RELIGIOUS INSTRUCTION.

1. “Rejoice not in impious children. If they be multiplied rejoice not over them; since the fear of God is not in them. For it is better to die childless, than to have impious children.” So said the wise son of Sirach. Above all things, parents should be careful to imbue their children with truth, and not be satisfied with merely outward piety; apart from this, knowledge and manners, however refined, may be more injurious than beneficial; just as a knife, a sword, or a hatchet in the hand of a maniae, the sharper it is, the more dangerous it becomes.

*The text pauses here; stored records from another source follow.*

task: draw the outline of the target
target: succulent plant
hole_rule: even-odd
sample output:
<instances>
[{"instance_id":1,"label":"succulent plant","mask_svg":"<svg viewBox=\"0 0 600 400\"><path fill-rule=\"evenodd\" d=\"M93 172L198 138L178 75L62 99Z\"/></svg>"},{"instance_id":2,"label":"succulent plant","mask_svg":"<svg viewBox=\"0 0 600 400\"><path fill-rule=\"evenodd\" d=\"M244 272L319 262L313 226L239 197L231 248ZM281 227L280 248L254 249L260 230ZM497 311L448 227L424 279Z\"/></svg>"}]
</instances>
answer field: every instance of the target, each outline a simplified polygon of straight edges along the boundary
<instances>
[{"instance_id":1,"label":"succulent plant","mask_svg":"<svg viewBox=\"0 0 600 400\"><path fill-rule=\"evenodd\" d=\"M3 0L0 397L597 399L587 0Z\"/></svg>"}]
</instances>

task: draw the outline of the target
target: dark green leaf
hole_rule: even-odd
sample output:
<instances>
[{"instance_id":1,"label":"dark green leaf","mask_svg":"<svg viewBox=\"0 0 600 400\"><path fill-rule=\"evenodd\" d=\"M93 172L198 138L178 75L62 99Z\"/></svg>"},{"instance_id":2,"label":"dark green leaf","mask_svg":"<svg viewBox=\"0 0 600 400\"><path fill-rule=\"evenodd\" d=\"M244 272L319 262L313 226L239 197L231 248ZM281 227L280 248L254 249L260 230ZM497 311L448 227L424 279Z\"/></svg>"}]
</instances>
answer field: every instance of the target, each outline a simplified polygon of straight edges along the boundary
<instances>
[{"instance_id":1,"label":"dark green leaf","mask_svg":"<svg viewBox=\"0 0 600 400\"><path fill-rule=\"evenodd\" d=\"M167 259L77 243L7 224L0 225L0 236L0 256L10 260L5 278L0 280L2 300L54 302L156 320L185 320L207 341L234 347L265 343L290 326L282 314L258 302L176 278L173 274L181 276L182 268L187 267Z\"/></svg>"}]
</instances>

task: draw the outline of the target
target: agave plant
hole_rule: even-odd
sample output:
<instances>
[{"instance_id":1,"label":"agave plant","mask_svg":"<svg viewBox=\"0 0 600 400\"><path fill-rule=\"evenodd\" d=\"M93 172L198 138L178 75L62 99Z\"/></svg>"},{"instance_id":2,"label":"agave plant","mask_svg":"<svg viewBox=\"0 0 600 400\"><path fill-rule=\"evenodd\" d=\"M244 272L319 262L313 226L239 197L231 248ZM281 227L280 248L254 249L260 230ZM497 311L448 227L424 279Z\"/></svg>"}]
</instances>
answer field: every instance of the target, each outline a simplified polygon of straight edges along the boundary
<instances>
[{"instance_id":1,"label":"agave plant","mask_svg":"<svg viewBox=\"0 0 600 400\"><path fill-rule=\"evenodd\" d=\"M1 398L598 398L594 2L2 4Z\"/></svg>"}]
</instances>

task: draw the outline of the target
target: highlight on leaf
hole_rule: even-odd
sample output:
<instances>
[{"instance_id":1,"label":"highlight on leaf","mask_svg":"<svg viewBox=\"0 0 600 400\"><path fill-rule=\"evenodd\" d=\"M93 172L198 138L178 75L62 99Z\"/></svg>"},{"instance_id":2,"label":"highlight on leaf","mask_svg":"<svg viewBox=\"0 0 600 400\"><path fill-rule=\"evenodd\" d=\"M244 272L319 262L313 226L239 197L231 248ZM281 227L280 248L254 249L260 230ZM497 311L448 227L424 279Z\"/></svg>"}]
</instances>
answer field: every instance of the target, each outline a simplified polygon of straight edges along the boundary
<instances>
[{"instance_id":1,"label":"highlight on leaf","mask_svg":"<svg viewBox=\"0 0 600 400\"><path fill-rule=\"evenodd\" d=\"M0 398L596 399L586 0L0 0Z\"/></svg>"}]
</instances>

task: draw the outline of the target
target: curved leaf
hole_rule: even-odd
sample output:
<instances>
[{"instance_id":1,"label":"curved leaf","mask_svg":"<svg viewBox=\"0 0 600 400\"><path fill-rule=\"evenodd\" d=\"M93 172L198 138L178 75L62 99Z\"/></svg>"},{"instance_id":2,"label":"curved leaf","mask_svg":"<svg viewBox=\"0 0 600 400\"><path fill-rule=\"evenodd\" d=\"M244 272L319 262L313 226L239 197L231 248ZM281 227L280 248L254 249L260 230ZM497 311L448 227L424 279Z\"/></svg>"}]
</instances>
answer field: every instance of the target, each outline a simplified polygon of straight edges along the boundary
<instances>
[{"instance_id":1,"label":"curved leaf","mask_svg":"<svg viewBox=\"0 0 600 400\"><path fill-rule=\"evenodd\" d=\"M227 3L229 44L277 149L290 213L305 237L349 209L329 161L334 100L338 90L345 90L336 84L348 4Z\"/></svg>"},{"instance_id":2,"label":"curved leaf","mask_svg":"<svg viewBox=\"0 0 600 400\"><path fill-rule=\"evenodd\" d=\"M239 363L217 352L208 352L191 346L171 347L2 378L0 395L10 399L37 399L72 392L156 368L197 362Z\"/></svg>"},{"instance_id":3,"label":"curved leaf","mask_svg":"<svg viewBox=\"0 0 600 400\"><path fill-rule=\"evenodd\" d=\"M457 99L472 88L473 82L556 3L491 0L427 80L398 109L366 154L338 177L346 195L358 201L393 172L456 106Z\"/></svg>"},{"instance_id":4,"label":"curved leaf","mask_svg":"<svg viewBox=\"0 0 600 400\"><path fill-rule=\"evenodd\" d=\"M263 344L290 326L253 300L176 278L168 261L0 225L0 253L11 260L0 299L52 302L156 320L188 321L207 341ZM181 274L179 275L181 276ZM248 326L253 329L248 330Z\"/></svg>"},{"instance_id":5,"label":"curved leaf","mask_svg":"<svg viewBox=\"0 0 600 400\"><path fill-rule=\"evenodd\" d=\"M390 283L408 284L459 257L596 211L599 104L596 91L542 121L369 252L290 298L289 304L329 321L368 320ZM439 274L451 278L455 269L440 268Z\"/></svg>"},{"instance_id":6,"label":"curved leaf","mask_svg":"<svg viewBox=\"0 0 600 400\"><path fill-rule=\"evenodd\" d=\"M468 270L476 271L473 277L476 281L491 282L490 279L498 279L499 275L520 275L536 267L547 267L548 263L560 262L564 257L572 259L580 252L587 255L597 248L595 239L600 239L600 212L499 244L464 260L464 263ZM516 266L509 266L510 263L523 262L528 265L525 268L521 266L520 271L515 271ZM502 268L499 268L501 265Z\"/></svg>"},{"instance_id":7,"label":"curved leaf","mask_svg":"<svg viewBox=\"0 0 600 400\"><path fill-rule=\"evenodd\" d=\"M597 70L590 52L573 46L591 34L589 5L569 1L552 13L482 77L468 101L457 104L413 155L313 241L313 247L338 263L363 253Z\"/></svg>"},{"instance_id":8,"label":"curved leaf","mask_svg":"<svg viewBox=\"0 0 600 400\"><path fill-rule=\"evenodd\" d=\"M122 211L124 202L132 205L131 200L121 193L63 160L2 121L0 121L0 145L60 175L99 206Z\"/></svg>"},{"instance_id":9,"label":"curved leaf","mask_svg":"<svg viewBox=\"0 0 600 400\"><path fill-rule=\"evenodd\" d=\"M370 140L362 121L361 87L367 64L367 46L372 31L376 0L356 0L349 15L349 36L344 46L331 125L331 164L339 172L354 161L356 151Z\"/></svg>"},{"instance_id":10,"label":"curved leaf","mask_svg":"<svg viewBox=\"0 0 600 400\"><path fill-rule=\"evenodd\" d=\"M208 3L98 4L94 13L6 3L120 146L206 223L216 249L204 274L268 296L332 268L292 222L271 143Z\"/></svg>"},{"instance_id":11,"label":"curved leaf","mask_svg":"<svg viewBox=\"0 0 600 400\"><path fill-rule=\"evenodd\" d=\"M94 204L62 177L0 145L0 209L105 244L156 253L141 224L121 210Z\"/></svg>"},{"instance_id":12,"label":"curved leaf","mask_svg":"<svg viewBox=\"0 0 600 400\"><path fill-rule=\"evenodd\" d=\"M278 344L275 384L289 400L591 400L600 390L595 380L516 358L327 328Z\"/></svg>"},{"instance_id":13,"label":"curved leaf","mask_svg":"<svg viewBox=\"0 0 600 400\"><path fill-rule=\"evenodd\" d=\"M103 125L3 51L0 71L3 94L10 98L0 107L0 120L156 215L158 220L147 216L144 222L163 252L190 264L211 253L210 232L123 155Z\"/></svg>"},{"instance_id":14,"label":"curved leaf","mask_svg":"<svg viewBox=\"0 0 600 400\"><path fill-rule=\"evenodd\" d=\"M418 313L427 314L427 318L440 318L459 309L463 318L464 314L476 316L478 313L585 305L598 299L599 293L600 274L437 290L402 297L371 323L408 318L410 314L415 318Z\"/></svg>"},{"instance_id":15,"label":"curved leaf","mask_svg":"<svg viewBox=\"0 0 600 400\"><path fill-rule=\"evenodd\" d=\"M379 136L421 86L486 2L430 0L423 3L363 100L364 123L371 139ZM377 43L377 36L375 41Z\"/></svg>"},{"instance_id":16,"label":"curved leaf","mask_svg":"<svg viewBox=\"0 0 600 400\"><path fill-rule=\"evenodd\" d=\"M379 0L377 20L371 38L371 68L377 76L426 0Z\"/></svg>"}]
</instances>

2. In the first and second years, because of their tender age,[1] and from the reasoning faculty nob yet being developed in children, little can be effected in this matter beyond what God, through nature and His own internal grace, effects; still, by some means, the beginning of our duty towards them and of theirs towards God must be laid, so that we may coöperate, as far as we can, with God and nature. For although we cannot teach piety to new-born

  1. Comenius, like Fénelon, recognized that reason was necessary for religious instruction. The latter, in L’Éducation des Filles (Paris, n. d.), says: “We have already remarked that early infancy is not adapted to the exercise of the reasoning faculty on account of the limited knowledge of children. We should, nevertheless, endeavor, without placing their faculties under unnatural restraint, gently to turn the first exercise of their reason to the knowledge of God.”